The Prime Rate Gamble
The HELOC is almost invariably linked to the prime rate, with an additional margin added to cover the amount the bank needs to earn to cover the risk on the loan and the profit they hope to gain. Where prime rates are low, the borrower is at an advantage to other borrowers who take out fixed loans, but the situation can rapidly be reversed should prime rates rise. For example, during 2003 the prime rate was stable with just a single change to a low of 4% in June. However, over the period 2004 to 2007 it changed 17 times and reached a peak of 8.25% in June 2006. A significant decline in prime rates in the first half of 2009 saw this rate falling to 3.25% – the last time it was so low was in 1955!
Financial Crisis and the HELOC
The current financial crisis has had a serious impact on the HELOC market: Housing values have fallen and rising unemployment has impacted on the abilities of many borrowers to meet their loan repayments. In the first quarter of 2009 almost 2% of all HELOC accounts had become delinquent. If the borrower fails to meet their obligations the bank stands to gain possession of their property, but if it cannot easily be sold it may not be worthwhile for the bank to acquire it. Already in 2008 the fall in property values led leading HELOC lenders (such as Bank of America®n, National City Mortgage and Wells Fargo) to restrict or even freeze borrowers’ lines of credit. New HELOCs issued by JP Morgan Chase fell by an amazing 89% as house prices plunged by 50% in some areas.

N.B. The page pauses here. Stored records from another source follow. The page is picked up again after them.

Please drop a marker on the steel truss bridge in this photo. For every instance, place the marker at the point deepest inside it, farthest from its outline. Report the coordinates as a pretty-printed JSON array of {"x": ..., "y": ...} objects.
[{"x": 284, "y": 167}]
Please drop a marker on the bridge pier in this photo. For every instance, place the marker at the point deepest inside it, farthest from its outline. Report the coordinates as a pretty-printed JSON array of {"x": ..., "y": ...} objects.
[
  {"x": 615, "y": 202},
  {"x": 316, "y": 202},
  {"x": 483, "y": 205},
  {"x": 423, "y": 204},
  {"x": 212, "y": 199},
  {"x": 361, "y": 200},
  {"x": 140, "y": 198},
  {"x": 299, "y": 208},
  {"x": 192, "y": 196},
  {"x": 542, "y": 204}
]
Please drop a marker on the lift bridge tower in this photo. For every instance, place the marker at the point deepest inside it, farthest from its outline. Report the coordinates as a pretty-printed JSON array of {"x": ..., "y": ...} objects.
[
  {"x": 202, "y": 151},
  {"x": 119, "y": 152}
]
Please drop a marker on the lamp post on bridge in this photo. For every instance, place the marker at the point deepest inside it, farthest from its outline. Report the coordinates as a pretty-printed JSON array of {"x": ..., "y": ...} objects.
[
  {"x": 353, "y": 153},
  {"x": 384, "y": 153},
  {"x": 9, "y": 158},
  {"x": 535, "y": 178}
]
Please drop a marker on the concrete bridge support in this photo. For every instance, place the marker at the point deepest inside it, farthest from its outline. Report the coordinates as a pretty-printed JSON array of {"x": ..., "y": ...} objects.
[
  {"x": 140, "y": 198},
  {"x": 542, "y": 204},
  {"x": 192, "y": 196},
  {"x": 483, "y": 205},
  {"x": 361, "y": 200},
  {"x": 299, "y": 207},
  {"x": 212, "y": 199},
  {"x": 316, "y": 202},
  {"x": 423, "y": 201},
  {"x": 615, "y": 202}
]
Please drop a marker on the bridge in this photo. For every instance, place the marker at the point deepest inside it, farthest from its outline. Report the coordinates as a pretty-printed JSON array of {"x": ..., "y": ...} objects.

While banks have become concerned about the security of their loans, the economic downturn has enhanced the appeal of the HELOC to borrowers. Faced with rising debt burdens borrowers are more tempted than ever to consolidate their debt payments by taking out a HELOC. In this way they can benefit from lower interest rates than the credit card companies charge and they also qualify for tax concessions. Yet if HELOCs are becoming more attractive from one perspective, from another perspective their appeal may be diminished by news of the number of borrowers losing their homes through defaulting on their loan obligations.
Crystal Ball Gazing
To determine the wisdom or otherwise of financing or re-financing with a HELOC you would have to have a good idea of future trends in the prime rate. Some analysts believe that the prime rate has reached its low point and it is unlikely to fall further, but the mute question is how far it is likely to rise? Even if you are confident that prime rates are not going to rise markedly, until the property market recovers new HELOCs are likely to be in short supply so many prospective borrowers may not be given the choice between taking a HELOC and other financing options.